Work-related stress has reached its highest recorded level across UK workplaces, with union safety representatives reporting widespread concern about workload pressures and a lack of action by employers. New findings suggest stress has overtaken all other workplace hazards, raising fresh questions about how risks are being identified and managed.
The issue is being reported across every region and almost all sectors, with safety representatives pointing to excessive workloads and inadequate staffing as key drivers. Many say stress is still not being treated as a core health and safety risk, despite long-standing legal requirements for employers to assess and control it.
Official data also shows the scale of the problem is growing, with rising numbers of workers reporting stress-related ill health and millions of working days being lost. The figures point to both human and economic consequences as pressure on staff continues to intensify.

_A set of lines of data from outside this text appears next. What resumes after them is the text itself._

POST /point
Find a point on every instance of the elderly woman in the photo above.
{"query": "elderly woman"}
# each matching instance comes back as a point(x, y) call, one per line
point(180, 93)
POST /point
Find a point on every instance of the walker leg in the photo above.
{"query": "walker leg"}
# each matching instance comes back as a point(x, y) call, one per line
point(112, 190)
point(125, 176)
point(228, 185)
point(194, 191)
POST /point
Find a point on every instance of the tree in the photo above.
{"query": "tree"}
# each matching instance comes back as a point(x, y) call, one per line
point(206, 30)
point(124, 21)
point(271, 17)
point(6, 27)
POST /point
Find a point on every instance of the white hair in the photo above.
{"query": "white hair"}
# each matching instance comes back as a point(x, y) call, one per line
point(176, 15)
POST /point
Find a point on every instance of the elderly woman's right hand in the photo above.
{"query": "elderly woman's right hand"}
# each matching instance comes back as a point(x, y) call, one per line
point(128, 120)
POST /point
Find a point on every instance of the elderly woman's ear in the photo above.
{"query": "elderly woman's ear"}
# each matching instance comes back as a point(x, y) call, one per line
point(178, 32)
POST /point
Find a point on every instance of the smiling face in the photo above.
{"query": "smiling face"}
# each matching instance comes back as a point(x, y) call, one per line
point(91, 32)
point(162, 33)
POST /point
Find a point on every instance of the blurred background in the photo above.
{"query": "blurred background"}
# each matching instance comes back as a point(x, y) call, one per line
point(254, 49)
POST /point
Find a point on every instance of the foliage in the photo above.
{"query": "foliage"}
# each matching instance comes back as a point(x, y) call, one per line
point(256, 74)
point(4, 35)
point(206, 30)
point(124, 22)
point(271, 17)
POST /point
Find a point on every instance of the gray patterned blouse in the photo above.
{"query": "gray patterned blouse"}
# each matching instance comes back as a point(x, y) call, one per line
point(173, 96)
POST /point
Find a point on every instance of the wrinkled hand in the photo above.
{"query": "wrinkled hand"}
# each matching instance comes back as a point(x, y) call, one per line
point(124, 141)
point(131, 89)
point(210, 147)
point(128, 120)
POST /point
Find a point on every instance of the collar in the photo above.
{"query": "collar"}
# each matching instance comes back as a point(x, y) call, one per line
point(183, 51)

‘Widespread failure’ to assess stress risks
The findings come from a new survey by the Trades Union Congress (TUC), which represents more than five million workers through its affiliated unions. The survey gathered responses from more than 2,700 union safety representatives across Britain.
Nearly eight in ten safety representatives identified stress as one of the main concerns in their workplace, the highest figure recorded in the survey’s 15-year history. Stress was reported as the leading issue in every region and almost every sector, with particularly high levels cited in central and local government, health, education and the voluntary sector.

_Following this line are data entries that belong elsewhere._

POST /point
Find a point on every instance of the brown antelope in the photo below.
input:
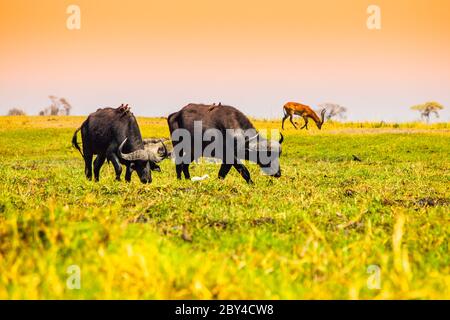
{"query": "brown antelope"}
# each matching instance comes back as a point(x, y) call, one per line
point(293, 108)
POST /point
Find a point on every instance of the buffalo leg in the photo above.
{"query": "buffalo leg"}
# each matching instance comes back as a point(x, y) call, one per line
point(291, 119)
point(128, 173)
point(117, 166)
point(88, 165)
point(97, 165)
point(187, 176)
point(179, 169)
point(284, 119)
point(243, 171)
point(224, 169)
point(155, 167)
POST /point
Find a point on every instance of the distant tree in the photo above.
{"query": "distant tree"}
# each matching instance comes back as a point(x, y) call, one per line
point(334, 110)
point(66, 106)
point(427, 109)
point(16, 112)
point(58, 107)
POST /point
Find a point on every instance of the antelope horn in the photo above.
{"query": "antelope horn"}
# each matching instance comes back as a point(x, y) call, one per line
point(132, 156)
point(281, 139)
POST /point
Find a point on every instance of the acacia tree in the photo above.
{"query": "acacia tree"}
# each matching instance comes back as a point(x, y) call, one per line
point(334, 110)
point(16, 112)
point(428, 108)
point(59, 106)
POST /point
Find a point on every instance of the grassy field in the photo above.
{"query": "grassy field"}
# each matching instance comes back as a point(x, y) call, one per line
point(312, 234)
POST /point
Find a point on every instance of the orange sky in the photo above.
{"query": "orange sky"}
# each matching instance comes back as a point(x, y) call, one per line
point(159, 55)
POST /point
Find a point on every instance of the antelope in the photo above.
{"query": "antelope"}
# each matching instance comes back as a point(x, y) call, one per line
point(293, 108)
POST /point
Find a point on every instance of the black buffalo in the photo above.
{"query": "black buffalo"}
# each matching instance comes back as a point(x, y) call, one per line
point(228, 123)
point(114, 135)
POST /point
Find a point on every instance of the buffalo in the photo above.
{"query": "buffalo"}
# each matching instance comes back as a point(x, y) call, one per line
point(197, 129)
point(113, 134)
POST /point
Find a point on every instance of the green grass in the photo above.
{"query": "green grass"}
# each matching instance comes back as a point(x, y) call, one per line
point(312, 234)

Workload was identified as a closely linked factor, with many representatives saying excessive demands were pushing stress to unprecedented levels. Two thirds of respondents said they were not aware of any assessment of stress risks in their workplace, while almost half said they had not been consulted at all on their employer’s risk assessment process.
HSE: Rising health and economic impact
The union’s findings are supported by figures from the Health and Safety Executive (HSE), which show a sharp increase in work-related stress, depression and anxiety.
The number of workers reporting stress-related conditions rose from 776,000 in 2023 to 964,000 in 2024, marking the largest increase on record. The data also shows that 22 million working days were lost due to work-related stress during 2024 and 2025.
The regulator’s statistics underline the scale of absence linked to stress and its impact on productivity, alongside the wider toll on employee health and wellbeing.
Calls for stronger enforcement and action on workload
TUC general secretary Paul Nowak said stress had become the dominant health and safety issue facing workers. “These findings expose a growing national crisis. Stress is now entrenched as the biggest health and safety issue facing working people, and the situation is getting worse,” he said.
He said employers were failing to meet their legal duties and placing unreasonable demands on staff. “No worker should find themselves lying awake at night from stress. But too many employers are ignoring the law, failing to assess stress risks, and piling impossible workloads onto staff. Workers are burning out, and they are paying with their health.”
Nowak said action was needed to improve standards and reduce pressure at work. “Employers and managers need to do more to identify and reduce risks and to provide support to employees struggling to cope,” he said.
He added that it was “vital that we now implement the Employment Rights Act quickly and in full, so that we can improve employment standards and create happier, healthier and more productive workplaces”.
The Trades Union Congress is calling for stronger enforcement of existing health and safety law, increased funding for the Health and Safety Executive, reduced workloads and clearer recognition of harassment and violence as workplace health risks linked to stress.